LEAVING an unlicensed shotgun stored in a wardrobe for more than a decade has landed one man in court.

James Tempest hid the shotgun at his home after when he stopped going clay pigeon shooting.

Teesside Crown Court heard it was discovered stashed away in a wardrobe at his Ingleby Barwick house when his former partner was picking up her belongings and she called the police.

Anthony Pettengell, prosecuting, said the shotgun was discovered in a bag at the rear of the wardrobe but there was no ammunition with the weapon.

He said: "The police were alerted about the shotgun in question by the ex-partner of the defendant.

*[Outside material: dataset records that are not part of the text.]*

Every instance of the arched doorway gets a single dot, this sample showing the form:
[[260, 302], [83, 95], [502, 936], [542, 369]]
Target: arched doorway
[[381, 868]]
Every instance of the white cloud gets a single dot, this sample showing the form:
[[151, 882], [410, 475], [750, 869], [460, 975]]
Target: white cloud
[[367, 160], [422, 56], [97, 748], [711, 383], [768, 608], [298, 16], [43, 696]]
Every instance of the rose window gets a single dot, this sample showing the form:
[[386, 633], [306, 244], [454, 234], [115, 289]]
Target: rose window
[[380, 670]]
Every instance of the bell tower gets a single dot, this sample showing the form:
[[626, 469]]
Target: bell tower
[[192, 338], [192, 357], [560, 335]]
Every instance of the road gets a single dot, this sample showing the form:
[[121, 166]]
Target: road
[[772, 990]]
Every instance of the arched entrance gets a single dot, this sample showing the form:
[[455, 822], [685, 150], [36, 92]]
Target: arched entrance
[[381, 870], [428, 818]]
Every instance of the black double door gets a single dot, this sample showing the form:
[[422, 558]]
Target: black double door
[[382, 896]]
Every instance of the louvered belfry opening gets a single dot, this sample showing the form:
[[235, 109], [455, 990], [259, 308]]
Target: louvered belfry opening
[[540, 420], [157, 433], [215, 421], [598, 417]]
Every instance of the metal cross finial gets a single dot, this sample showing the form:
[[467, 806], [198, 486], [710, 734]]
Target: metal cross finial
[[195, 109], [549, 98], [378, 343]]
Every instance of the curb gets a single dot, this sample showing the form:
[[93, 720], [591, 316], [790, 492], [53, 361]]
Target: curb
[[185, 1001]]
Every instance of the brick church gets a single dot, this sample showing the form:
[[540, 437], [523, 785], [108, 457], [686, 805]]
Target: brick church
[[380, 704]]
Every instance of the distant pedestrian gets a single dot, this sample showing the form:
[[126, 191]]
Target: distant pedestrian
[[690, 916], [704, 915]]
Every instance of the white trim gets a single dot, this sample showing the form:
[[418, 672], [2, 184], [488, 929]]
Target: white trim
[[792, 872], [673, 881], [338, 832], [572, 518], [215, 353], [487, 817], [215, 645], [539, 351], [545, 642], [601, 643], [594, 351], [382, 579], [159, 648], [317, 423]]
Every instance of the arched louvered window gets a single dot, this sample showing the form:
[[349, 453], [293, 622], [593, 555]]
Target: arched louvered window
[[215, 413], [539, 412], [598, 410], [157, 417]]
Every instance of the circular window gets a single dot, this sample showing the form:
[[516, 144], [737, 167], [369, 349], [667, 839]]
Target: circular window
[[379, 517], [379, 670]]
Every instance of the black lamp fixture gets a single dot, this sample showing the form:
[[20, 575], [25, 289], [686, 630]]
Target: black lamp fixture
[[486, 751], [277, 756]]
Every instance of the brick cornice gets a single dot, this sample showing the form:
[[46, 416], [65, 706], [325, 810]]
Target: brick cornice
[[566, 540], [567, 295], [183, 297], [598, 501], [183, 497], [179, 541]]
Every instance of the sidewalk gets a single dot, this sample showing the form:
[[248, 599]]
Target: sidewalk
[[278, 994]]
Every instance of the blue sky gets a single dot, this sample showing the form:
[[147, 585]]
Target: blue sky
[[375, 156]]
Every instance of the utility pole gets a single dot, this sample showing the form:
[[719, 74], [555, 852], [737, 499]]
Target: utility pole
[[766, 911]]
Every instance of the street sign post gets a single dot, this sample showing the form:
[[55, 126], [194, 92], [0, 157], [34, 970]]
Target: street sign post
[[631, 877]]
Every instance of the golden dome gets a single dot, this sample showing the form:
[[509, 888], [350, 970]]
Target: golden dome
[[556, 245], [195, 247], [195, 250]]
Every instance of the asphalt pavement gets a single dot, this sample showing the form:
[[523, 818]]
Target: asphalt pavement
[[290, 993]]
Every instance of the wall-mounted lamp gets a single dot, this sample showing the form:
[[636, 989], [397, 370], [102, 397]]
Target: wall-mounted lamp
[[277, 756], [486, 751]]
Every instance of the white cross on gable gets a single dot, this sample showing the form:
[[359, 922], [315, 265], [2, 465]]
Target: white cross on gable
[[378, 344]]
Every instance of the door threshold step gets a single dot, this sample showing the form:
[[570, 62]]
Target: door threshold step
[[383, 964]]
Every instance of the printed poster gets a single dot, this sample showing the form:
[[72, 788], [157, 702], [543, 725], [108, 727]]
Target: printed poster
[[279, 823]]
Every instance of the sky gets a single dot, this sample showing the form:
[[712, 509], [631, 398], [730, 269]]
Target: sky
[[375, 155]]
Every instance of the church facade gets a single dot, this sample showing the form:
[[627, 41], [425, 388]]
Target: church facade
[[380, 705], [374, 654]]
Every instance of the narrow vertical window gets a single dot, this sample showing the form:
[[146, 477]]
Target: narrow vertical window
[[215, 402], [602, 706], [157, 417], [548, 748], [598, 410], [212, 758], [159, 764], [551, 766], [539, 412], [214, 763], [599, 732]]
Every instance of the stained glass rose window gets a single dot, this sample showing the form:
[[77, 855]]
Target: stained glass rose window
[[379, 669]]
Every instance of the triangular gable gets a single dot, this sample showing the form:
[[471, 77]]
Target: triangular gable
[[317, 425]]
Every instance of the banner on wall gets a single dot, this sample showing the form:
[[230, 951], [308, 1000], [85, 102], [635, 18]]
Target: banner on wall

She returned to the address on May 9 of this year; she went there in order to pick up some belongings.

"She noticed a large Beretta carrying case which wasn't locked and had a shotgun inside.

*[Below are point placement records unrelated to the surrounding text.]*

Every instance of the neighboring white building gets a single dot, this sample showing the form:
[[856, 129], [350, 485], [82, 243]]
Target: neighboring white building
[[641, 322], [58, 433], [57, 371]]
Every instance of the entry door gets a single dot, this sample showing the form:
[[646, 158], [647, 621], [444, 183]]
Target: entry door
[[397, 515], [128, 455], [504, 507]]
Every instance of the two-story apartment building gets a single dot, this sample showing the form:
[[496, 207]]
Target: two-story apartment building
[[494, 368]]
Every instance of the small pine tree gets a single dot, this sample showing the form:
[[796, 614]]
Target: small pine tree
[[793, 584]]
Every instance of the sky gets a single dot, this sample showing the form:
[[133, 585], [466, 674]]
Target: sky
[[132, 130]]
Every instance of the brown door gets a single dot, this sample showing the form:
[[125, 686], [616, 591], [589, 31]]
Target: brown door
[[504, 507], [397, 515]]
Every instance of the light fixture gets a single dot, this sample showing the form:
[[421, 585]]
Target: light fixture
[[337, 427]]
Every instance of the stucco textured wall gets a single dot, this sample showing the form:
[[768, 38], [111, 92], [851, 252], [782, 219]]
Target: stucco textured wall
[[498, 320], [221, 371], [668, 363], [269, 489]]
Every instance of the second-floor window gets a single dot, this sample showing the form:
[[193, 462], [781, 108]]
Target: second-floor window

"It had a cleaning rod and gun oil with it but no ammunition."

The gun was seized by police and Tempest was arrested.

Mr Pettengell added: "He said he had purchased the shotgun in the late 90s when he did have a shotgun licence and when he did do clay pigeon shooting.

"He said he had not disposed of the weapon because he didn't know how to dispose of it and claimed it had not been removed from the case while he was living on Teesside.

"He did have a shotgun licence until 2007."

Tempest, of Apsley Way, Ingleby Barwick, pleaded guilty to possession of a shotgun without a licence.

Kelleigh Lodge, in mitigation, said her client had not used the shotgun for a number of years and urged the judge not to pass an immediate custodial sentence.

The court heard how Tempest was self-employed and work hard to support his two children.

Miss Lodge added: "He is willing to work around any curfew because he is very concerned about a custodial sentence."

When asked what hours would be suitable for a curfew to accommodate his working hours, Miss Lodge suggested 9pm to 5am.

Judge Howard Crowson ruled out the possibility of a curfew under those terms, saying: "That is no punishment at all, it's just to get you to go to bed early."

Tempest was given an eight month prison sentence, suspended for six months and ordered to pay £250 towards the prosecution costs.

"We are dealing with a firearms offence, some are more serious than others, but there is no such thing as a firearms offence with no element of risk," he said.

"I'm satisfied that it wasn't for any illegal or nefarious intent."

The judge said he accepted that the weapon had not been used for a number of years and that there was no ammunition at the house.

Judge Crowson ordered that the weapon be retained by the police for them to dispose of safely.